An emergency fund. Savings in case of the unexpected. The unexpected is usually a costly event. An emergency fund should not be a line of credit!! Contrary to popular opinion a line of credit as an emergency fund is real risk, far more risky that investing in equities. Income protection.

The foundation of the financial house ensures that you can answer YES to the question: Are you ready for anything? Once the foundation has been established, the next level of priority is:

B. Paying off your Debts, Invseting

Pay off debts which includes your mortgage. A good strategy for this room of the house is to take on a minimal amount of fixed debt. A person’s ability to manage this aspect of their finances will impact their whole financial future.
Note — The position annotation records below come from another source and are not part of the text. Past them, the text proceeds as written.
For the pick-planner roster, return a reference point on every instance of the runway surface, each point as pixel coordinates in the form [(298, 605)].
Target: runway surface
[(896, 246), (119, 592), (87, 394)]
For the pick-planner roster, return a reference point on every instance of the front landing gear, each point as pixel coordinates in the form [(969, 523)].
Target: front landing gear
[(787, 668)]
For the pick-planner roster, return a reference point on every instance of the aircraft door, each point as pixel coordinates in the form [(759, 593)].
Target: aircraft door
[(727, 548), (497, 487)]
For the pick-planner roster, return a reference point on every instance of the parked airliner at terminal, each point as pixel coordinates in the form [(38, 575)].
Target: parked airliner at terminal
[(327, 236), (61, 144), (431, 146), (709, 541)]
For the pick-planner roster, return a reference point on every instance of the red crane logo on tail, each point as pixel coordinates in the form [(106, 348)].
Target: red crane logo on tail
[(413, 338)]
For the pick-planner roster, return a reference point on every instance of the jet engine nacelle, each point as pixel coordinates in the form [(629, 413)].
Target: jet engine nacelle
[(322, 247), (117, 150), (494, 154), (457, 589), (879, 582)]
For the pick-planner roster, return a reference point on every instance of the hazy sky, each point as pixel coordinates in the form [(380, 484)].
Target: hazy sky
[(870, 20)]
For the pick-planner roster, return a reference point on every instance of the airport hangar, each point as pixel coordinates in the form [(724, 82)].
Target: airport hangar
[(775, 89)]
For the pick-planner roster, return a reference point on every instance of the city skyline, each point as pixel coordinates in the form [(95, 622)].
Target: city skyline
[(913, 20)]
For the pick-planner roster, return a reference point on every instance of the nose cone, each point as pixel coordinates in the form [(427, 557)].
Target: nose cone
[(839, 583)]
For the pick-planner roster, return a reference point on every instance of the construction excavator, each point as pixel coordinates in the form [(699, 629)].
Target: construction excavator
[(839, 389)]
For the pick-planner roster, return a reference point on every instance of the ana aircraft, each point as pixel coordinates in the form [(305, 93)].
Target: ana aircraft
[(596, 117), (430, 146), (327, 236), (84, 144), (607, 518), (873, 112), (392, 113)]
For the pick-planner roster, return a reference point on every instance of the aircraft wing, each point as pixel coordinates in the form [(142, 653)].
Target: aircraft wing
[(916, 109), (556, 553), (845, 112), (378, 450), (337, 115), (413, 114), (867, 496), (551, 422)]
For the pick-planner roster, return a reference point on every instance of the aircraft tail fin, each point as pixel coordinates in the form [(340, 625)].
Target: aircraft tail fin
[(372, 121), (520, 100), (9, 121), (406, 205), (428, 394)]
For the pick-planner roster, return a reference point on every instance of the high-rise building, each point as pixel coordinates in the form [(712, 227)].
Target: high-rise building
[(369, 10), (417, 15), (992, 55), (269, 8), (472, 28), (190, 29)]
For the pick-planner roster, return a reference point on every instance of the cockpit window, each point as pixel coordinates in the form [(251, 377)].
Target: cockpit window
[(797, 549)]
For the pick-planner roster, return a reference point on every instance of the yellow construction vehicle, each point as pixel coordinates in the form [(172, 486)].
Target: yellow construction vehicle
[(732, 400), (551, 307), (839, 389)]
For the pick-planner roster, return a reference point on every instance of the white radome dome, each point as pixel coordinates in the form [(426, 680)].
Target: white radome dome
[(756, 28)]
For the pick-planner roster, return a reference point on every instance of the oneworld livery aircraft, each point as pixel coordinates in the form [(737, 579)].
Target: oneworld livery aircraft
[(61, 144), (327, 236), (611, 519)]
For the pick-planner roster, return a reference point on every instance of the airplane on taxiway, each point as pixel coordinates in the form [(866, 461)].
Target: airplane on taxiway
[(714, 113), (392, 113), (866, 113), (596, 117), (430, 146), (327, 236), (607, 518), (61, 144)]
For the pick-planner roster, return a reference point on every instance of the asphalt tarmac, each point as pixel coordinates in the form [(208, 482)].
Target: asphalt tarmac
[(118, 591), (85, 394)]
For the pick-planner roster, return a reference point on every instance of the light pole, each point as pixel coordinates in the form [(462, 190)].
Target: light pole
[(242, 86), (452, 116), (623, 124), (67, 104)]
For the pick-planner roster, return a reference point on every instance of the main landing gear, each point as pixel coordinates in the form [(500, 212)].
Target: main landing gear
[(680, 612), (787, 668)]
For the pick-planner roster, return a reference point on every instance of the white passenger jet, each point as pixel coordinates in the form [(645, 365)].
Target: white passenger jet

Investing for the future is also a priority, whether it is an RRSP, RESP, or other. By investing in an RRSP, a person is ensuring their financial future, at the same time as reducing their tax burden today. If you get a refund from your tax return, that money should be used for any of the purposes mentioned already. (In other words do some financial housekeeping or home renovations!)

A small note. Do you know people who have their employer take more tax off that necessary each paycheque? Come tax time they won’t have a tax bill. They need to ask themselves this question: Who would I rather pay myself or the government? That same money could be going into their RRSP thus building equity in their future.

C. Other Goals and Dreams.

The last part of the financial home is the roof, or other goals and dreams. We might find it amusing to think of a house being built roof first. Yet how many people sacrifice future financial independence for today’s pleasure? In a future issue we will see how time can be an ally not an enemy and that ensuring financial independence does not mean a person can’t have fun today.